3. Things always break, so unless you have the equivilant of a triple net lease for your residential property, that “cash in your pocket” will soon be leaving, and probably be brining some of the other cash in your pocket with it.
4. If you hold the property for 30 years, all those tax breaks you were enjoying (ie depreciation) will now be working aganist you when you sell – the entire amount of the sale will be taxable.
5. One piece of real estate ties up a lot of capital. You also cannot sell as easy as you might hope. A stock can be sold in less than a second a house cannot. Real estate agents a pricey, and then there is always that buyer who thinks its a good idea to low ball you with your price. Headaches, all.
Frankly, I know I will do better with stocks then I will with my rental property. I am a 31 year old thousandaire, actually a hundred thousandaire. My networth is up 50% in the last 2 years with stocks.
Wow, what a condescending response. There comes a point where being right is not worth the bad will you foster in your opponent and witnesses. You said you could shoot down his historical data argument with numbers. Why not just do that without pointing out his argument is full of logical fallacies?

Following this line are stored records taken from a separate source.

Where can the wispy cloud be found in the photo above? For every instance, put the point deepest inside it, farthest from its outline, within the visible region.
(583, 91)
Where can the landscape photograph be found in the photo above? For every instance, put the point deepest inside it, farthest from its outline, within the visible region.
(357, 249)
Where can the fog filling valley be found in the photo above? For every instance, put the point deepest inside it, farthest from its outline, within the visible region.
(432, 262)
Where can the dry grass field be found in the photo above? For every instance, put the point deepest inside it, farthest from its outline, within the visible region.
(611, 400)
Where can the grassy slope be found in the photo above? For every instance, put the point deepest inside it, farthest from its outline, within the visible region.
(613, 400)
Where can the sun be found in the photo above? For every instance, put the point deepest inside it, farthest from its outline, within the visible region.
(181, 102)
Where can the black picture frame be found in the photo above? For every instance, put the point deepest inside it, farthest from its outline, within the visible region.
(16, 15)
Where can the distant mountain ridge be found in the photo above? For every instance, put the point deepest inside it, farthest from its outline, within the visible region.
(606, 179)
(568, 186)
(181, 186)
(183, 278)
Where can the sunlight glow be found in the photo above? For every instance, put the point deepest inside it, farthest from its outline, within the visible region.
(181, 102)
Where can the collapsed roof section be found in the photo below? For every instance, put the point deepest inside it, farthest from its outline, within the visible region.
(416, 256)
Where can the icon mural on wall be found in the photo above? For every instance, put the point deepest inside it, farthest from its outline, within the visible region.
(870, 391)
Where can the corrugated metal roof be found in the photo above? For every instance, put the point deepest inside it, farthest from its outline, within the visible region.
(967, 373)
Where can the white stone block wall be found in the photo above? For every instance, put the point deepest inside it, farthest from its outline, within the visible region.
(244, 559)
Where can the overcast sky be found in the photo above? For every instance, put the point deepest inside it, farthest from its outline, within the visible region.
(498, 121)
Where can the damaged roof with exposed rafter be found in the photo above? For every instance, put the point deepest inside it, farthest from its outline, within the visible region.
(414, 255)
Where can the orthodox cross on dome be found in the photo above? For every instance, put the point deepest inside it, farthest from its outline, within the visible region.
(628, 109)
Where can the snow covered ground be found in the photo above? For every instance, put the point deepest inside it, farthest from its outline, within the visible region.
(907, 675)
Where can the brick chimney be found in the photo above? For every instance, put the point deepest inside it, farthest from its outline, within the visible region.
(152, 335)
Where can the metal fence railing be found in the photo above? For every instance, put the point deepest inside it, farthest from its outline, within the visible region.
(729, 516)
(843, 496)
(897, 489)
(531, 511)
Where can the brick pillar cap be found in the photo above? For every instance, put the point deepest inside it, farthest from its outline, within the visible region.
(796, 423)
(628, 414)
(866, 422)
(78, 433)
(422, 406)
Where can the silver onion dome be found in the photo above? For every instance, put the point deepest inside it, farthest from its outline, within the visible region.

And I don’t think you even understood Robert’s arguments. When he was comparing gold and real estate to stocks, he was only presenting those securities as investment vehicles, nothing more. Of course stock is a piece of paper. So is a REIT. There are many factors that control whether a REIT goes up or down, but the fact that it is backed by real things is generally not one of them.
And nowhere does he say that because the stock market has gone up in the past it must go up in the future, you inferred it. That’s basically what this blog post is, additional arguments inserted by the author (possibly accidentally) for the purpose of providing a much larger argument.
I also think you are being condescending to your readers. You could have just presented the facts that you feel refute Robert’s arguments and let your readers decide from themselves, or better yet, do their own research. By wrapping the data in an argument about logical fallacies you are basically telling them that if they entertain Robert’s argument, they are being illogical.
Hmm. Great article, but I have several tips about investing money in the private funds, which lead to the higher incomes than from holding property.
Fairly good analytical article, always enjoy reading such texts – a great help when investing.
Woah! I loved the blog and loved the way you took up the challenge explaining the fallacies.
Moderation is the key…a smart investor diversifies…stocks, bonds, mutual funds, real estate, precious metals, private equity, cd’s, money markets, and don’t forget CASH.
Reason is because liquidity changes throughout one’s life as does risk tolerance. Each person is different…there is no one strategy that is best for everyone…except this…everybody should max their Roth IRA (oops…sorry I already found a hole in this strategy…can’t have a Roth if you make too much earned income) my suggestion would be in a lifecycle fund.
Great entertaining read…just remember…different strokes for different folks!